Se
quejaba Gustavo Duncan, en una columna reciente, de que Jesús Santrich hubiera
hecho un viaje nacional en clase ejecutiva de Avianca. Ya había repudiado
antes, “por razones éticas”, que la gente de izquierda usara prendas de marca
—Fidel, Adidas; Petro, Ferragamo; Timochenko, Reebook—, pero esta vez le dio a
la silla preferencial que utilizó Santrich en ese vuelo el carácter de un
premio al que el guerrillero no tendría derecho todavía. Que porque sigue sin
consumarse plenamente la dejación de armas, o porque la comodidad para viajar
no estaba en la agenda que se discutió en La Habana. Quizá si Santrich hubiera
hecho el trayecto Bogotá–B/quilla–Bogotá en Expreso Brasilia las Farc habrían
honrado su voluntad de paz “sin descararse tanto”. Por la manera como
sobrevalora la clase ejecutiva, casi que el columnista da a entender que viajar
en clase turista es un castigo adecuado digno de considerarse por la JEP para
evitar la impunidad. Yo, que soy asiduo ocupante de esa clase —no sé cuál será
el caso de Duncan—, no lo veo tan dramático, ni siquiera cuando no me toca
ventanilla.
Jesús
Santrich tiene todo el derecho a escoger la silla en que viaja, así como la
Universidad del Atlántico, que fue la anfitriona de su antiguo alumno, hizo
bien en adquirírsela confortable. El dirigente fariano, o cualquiera del
Secretariado, más de una vez debe haberse acomodado en el área de turistas, y
posiblemente la propia empresa aérea les habrá pedido que se trasladen a la
zona VIP. Por una razón elemental: porque se trata de personalidades públicas
bastante identificables a las que debe protegerse del asedio previsible que
puede darse en ese espacio rígido en el que va más de un centenar de pasajeros.
Es, pues, un problema de seguridad personal, para el que bastaría recordar el atentado
a Carlos Pizarro. Pero también de seguridad aeronáutica, pues la romería de
curiosos puede descompensar el peso de la nave y causar sustos.
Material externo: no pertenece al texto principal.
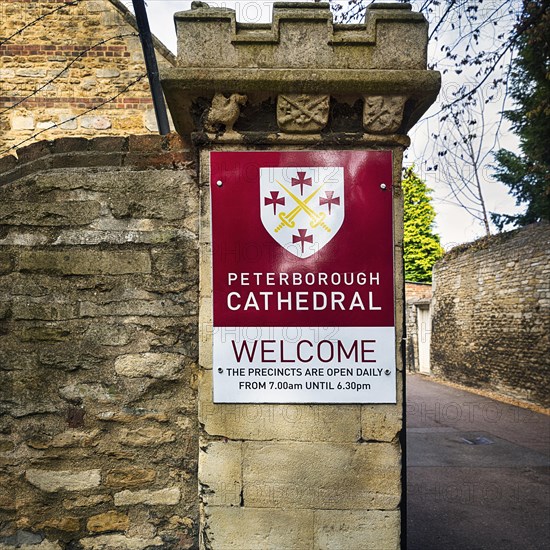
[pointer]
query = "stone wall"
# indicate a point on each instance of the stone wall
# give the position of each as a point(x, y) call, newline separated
point(491, 314)
point(94, 48)
point(98, 331)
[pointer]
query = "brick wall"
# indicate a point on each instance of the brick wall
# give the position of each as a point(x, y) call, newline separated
point(94, 48)
point(491, 314)
point(416, 295)
point(98, 340)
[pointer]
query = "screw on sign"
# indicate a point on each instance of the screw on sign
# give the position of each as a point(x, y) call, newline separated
point(303, 277)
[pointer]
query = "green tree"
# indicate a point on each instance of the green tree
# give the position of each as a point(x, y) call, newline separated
point(421, 244)
point(528, 174)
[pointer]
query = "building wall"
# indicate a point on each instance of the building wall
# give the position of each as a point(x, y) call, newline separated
point(416, 295)
point(60, 60)
point(98, 340)
point(491, 314)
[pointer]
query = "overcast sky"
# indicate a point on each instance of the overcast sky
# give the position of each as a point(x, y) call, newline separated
point(453, 224)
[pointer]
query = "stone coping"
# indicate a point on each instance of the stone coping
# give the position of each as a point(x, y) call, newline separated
point(413, 83)
point(244, 33)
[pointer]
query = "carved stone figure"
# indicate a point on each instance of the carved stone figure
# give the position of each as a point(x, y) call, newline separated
point(225, 111)
point(302, 113)
point(383, 114)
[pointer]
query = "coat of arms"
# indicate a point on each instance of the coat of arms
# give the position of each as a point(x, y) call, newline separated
point(302, 208)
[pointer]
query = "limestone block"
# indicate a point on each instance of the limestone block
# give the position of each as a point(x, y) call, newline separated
point(129, 415)
point(381, 422)
point(220, 473)
point(68, 524)
point(321, 475)
point(146, 437)
point(85, 262)
point(282, 422)
point(85, 501)
point(165, 366)
point(109, 521)
point(95, 122)
point(129, 477)
point(52, 481)
point(31, 73)
point(45, 124)
point(169, 497)
point(120, 542)
point(67, 122)
point(232, 528)
point(356, 529)
point(19, 122)
point(87, 392)
point(383, 114)
point(302, 113)
point(69, 438)
point(44, 545)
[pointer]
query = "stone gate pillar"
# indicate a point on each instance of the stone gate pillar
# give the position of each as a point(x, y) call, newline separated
point(300, 128)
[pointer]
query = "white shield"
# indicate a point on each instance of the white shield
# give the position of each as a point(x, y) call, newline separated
point(302, 208)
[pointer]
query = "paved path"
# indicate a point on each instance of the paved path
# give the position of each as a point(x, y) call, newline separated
point(478, 472)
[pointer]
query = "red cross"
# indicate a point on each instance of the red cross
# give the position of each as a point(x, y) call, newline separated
point(301, 180)
point(302, 238)
point(274, 200)
point(329, 200)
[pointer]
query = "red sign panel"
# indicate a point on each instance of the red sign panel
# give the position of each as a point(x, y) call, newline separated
point(303, 239)
point(248, 258)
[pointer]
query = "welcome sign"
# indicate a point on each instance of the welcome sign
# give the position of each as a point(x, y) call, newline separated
point(303, 304)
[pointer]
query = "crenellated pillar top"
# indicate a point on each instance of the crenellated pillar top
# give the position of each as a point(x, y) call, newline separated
point(300, 75)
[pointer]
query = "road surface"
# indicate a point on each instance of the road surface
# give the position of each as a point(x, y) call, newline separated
point(478, 474)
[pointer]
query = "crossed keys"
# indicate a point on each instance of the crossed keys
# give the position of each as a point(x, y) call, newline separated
point(315, 217)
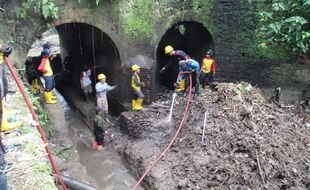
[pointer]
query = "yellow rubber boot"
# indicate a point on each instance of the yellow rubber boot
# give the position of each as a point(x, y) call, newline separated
point(9, 121)
point(139, 104)
point(35, 87)
point(134, 104)
point(182, 86)
point(48, 98)
point(53, 94)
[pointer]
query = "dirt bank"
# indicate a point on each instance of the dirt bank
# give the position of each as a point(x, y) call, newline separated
point(249, 144)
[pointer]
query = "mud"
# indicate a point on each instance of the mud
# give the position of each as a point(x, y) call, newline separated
point(249, 143)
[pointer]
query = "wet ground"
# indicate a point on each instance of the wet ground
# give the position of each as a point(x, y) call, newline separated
point(105, 166)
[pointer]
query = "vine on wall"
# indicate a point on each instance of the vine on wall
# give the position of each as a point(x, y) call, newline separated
point(47, 8)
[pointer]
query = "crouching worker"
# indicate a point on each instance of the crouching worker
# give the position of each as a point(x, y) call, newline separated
point(207, 69)
point(100, 122)
point(136, 85)
point(192, 67)
point(47, 71)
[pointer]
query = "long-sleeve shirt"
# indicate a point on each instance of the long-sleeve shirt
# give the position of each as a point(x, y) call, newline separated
point(190, 65)
point(102, 89)
point(208, 65)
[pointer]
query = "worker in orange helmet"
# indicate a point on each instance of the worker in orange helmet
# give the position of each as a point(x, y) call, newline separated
point(181, 55)
point(102, 88)
point(207, 70)
point(136, 85)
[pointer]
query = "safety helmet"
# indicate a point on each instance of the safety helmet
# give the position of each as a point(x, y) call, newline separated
point(210, 52)
point(101, 76)
point(134, 68)
point(168, 49)
point(47, 45)
point(182, 63)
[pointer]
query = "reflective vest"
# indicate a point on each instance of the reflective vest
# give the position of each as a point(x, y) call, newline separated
point(207, 65)
point(133, 83)
point(48, 69)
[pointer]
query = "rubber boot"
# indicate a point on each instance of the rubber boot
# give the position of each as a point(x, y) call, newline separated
point(35, 87)
point(139, 104)
point(9, 121)
point(182, 86)
point(134, 104)
point(53, 94)
point(48, 98)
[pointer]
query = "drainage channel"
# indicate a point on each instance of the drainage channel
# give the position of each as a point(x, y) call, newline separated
point(105, 166)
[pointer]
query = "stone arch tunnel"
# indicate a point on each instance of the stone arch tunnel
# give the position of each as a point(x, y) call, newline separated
point(189, 36)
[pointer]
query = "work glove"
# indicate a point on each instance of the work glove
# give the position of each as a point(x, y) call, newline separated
point(191, 71)
point(7, 51)
point(162, 70)
point(176, 85)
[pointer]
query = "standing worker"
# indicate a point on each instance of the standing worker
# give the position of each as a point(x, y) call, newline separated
point(101, 92)
point(192, 67)
point(45, 68)
point(208, 67)
point(136, 84)
point(181, 55)
point(100, 122)
point(86, 83)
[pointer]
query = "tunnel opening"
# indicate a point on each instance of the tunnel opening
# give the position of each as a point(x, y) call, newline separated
point(79, 45)
point(190, 37)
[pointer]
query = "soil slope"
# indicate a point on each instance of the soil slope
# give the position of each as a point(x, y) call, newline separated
point(248, 144)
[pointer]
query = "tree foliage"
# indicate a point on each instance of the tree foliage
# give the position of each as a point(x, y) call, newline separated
point(47, 8)
point(286, 23)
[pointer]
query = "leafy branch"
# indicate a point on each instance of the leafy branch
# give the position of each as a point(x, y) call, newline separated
point(47, 8)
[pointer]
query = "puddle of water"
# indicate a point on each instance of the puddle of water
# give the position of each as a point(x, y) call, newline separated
point(104, 166)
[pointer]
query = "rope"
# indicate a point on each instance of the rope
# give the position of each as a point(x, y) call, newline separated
point(173, 139)
point(35, 117)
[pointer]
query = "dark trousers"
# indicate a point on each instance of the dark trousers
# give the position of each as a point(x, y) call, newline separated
point(49, 83)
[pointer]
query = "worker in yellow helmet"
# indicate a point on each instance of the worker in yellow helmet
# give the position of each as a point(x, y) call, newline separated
point(136, 85)
point(101, 92)
point(181, 55)
point(48, 75)
point(207, 70)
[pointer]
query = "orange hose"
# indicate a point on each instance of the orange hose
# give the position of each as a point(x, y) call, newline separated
point(35, 117)
point(173, 139)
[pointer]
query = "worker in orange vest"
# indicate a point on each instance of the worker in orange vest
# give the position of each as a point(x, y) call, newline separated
point(207, 70)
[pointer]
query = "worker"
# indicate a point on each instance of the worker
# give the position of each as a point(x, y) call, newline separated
point(181, 55)
point(192, 67)
point(4, 166)
point(136, 85)
point(101, 92)
point(207, 71)
point(86, 83)
point(45, 68)
point(100, 122)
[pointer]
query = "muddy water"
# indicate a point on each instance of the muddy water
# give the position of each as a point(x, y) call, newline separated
point(104, 166)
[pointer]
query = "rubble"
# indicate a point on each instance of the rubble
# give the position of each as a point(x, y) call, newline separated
point(249, 144)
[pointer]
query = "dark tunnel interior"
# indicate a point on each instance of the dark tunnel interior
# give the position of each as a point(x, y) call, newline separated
point(190, 37)
point(91, 47)
point(87, 46)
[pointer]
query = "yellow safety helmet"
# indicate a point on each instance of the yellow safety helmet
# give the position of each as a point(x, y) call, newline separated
point(101, 76)
point(168, 49)
point(134, 68)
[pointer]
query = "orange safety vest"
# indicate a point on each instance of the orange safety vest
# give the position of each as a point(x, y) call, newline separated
point(207, 65)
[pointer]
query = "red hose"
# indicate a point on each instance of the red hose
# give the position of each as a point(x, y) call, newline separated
point(173, 139)
point(35, 117)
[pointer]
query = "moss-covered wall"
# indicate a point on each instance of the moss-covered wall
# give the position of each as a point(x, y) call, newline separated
point(137, 26)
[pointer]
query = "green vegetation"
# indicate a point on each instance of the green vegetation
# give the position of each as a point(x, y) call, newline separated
point(285, 24)
point(138, 20)
point(47, 8)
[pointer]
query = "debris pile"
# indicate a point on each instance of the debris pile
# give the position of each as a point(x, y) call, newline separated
point(248, 144)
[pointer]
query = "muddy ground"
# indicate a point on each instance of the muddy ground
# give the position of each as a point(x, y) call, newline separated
point(248, 144)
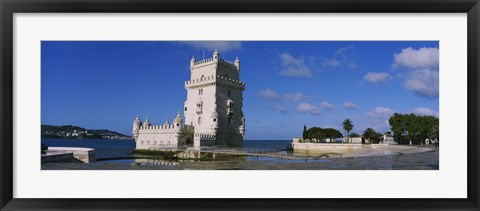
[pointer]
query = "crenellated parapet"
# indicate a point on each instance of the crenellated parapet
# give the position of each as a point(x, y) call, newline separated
point(212, 80)
point(159, 128)
point(223, 62)
point(205, 61)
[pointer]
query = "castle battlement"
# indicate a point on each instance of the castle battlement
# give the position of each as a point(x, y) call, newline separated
point(205, 136)
point(203, 61)
point(228, 63)
point(209, 61)
point(212, 80)
point(159, 128)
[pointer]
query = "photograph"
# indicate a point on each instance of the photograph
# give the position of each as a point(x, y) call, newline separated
point(239, 105)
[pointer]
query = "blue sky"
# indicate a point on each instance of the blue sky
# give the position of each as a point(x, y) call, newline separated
point(104, 85)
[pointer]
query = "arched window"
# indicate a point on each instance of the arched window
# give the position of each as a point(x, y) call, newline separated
point(199, 106)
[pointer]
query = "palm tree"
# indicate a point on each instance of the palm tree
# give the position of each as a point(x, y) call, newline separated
point(347, 126)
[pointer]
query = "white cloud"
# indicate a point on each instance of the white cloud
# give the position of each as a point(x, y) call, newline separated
point(417, 58)
point(280, 108)
point(376, 77)
point(268, 94)
point(349, 105)
point(342, 56)
point(330, 62)
point(380, 112)
point(294, 67)
point(295, 97)
point(422, 111)
point(221, 46)
point(326, 105)
point(308, 108)
point(423, 82)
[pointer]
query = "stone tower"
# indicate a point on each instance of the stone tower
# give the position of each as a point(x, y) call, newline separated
point(214, 102)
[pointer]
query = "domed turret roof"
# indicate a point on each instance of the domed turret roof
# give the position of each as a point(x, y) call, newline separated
point(137, 121)
point(147, 122)
point(214, 113)
point(178, 119)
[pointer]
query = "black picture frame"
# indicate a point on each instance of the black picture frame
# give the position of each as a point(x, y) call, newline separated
point(9, 7)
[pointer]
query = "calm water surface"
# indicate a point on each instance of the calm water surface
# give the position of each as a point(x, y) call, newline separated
point(122, 149)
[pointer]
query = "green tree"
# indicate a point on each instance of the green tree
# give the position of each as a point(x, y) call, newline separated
point(315, 133)
point(413, 128)
point(369, 134)
point(332, 133)
point(372, 136)
point(347, 126)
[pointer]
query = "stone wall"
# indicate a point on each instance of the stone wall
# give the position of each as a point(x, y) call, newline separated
point(324, 147)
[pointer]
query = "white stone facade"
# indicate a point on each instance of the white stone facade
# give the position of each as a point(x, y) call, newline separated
point(213, 110)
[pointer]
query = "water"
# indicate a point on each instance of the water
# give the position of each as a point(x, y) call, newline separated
point(113, 148)
point(122, 150)
point(103, 148)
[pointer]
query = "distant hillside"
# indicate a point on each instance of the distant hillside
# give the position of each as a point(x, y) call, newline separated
point(76, 132)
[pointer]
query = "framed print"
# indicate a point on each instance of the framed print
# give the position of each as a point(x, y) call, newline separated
point(239, 105)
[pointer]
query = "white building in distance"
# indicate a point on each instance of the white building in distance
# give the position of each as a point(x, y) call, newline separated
point(213, 110)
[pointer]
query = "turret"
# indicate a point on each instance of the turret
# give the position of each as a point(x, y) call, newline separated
point(137, 123)
point(216, 56)
point(178, 121)
point(147, 123)
point(192, 62)
point(242, 126)
point(237, 64)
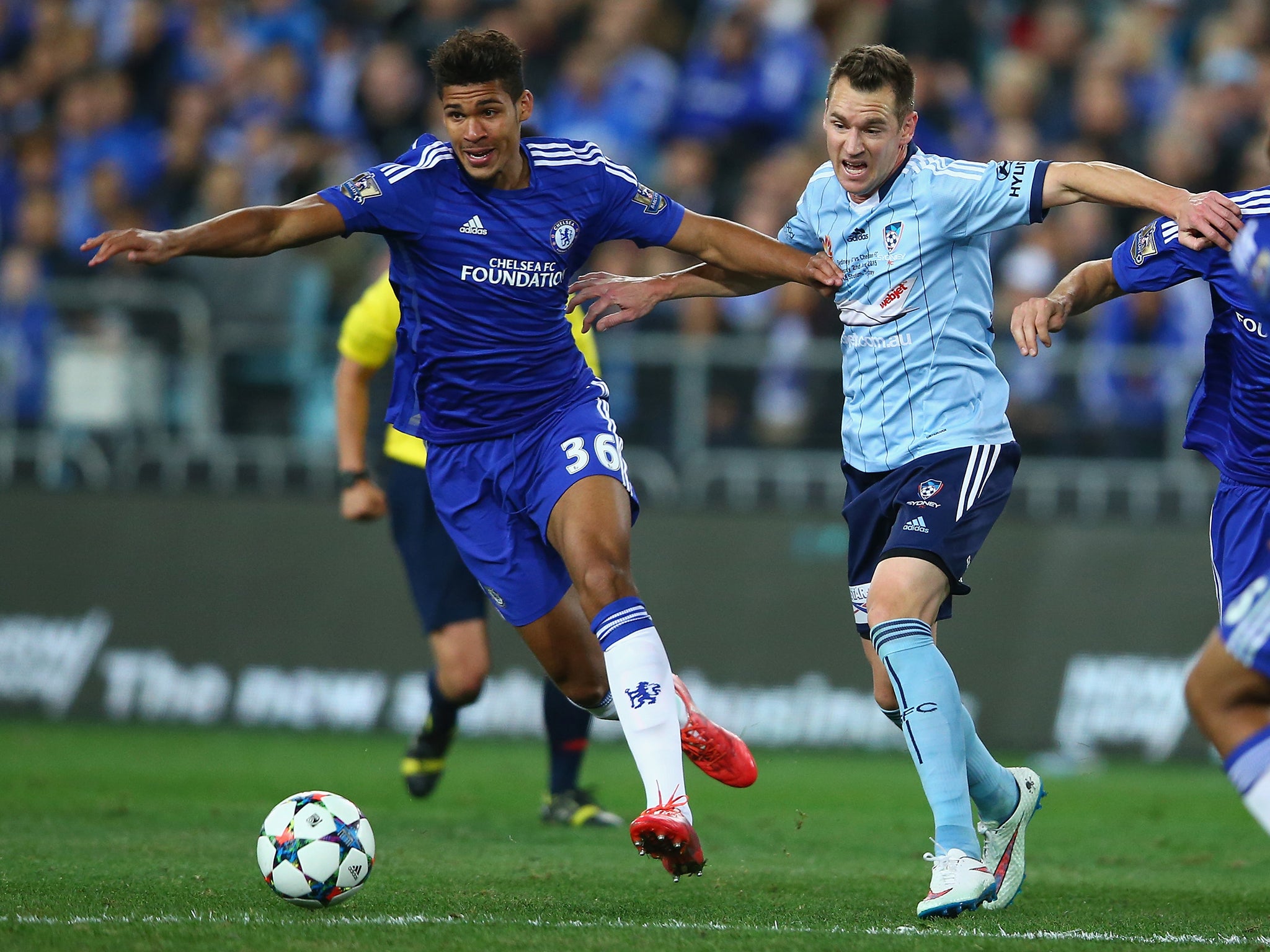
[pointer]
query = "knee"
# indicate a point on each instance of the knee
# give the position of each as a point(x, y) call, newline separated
point(888, 602)
point(465, 691)
point(463, 679)
point(1204, 696)
point(884, 695)
point(585, 691)
point(605, 578)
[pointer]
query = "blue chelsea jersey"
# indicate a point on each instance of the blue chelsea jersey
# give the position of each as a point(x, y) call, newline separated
point(918, 375)
point(1230, 413)
point(484, 348)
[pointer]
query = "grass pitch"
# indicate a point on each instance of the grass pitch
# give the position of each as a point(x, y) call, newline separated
point(143, 838)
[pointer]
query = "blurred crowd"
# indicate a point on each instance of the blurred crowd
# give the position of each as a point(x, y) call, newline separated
point(118, 113)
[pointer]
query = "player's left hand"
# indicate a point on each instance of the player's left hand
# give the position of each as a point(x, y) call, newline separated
point(633, 298)
point(1207, 220)
point(1034, 320)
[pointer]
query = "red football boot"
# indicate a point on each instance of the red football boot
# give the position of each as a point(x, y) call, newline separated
point(717, 751)
point(666, 833)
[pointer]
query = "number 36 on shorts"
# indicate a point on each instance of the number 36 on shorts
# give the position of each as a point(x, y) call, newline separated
point(607, 447)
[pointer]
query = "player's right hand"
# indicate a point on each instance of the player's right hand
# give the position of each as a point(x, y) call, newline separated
point(1036, 320)
point(825, 275)
point(139, 244)
point(362, 501)
point(633, 298)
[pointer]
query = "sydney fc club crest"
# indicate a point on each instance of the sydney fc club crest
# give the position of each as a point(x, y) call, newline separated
point(564, 232)
point(890, 235)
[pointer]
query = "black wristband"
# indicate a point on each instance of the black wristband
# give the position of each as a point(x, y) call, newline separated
point(347, 480)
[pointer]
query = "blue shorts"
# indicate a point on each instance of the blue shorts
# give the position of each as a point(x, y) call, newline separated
point(443, 591)
point(1240, 534)
point(938, 507)
point(495, 498)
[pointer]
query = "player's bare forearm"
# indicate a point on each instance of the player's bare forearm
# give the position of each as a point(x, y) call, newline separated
point(711, 281)
point(634, 298)
point(352, 412)
point(246, 232)
point(734, 248)
point(1085, 287)
point(1203, 220)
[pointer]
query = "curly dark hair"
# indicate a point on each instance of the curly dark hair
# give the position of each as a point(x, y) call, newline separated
point(870, 68)
point(470, 58)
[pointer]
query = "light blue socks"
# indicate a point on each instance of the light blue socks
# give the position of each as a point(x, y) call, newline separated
point(934, 729)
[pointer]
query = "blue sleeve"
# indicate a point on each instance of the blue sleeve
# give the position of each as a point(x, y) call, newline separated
point(1147, 262)
point(799, 231)
point(390, 198)
point(1251, 259)
point(634, 211)
point(977, 198)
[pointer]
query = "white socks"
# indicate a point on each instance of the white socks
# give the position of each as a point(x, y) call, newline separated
point(643, 689)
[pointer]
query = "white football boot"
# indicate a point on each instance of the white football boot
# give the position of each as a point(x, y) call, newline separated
point(959, 884)
point(1003, 842)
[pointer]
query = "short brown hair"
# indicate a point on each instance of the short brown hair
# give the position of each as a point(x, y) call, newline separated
point(870, 68)
point(470, 58)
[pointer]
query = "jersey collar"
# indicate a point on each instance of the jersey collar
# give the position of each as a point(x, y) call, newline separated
point(890, 179)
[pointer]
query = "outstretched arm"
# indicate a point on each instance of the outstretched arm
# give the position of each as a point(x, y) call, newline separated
point(363, 500)
point(247, 232)
point(1203, 220)
point(737, 262)
point(1085, 287)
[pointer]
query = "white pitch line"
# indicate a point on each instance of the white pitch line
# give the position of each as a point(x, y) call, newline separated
point(930, 932)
Incluso a
Santrich, habiendo viajado en silla ejecutiva, no le faltaron paparazzis
uribistas —que divulgaron fotos por redes sociales—, especulando que llevaba en
la cabeza una “microcámara de espionaje”, cuando en realidad se trata de un
adminículo de nanotecnología con el que este insurgente en transición a la
lucha política legal corrige deficiencias visuales que lo afectan hace años.
Estoy
por creer que son ciertas las alarmas del Centro Democrático y de las iglesias
de galpón, en el sentido de que las Farc van punteando en la guerra de
posiciones mediáticas. De allí que entienda la desesperación con que tratan de
impedir que comparezcan ante diferentes auditorios, como ocurrió este fin de
semana con Iván Márquez y un delegado del Eln, a quienes Lizcano y Pinto
—apellidos como de empresa de demoliciones— les negaron la entrada al Capitolio
Nacional a clausurar el Congreso de Paz, evento que terminó trasteándose y
siendo más festivo y solar en la Plaza de Bolívar. Y con sillas Rimax, de clase
turista.
Además,
hay lugares más propicios, como la Feria del Libro, que este fin de semana las
Farc se tomaron para palabrear, con lleno hasta las banderas. Y las
universidades. Lugares donde no se consigue un feligrés de Arrázola ni un
uribista que no estén por allá íngrimos.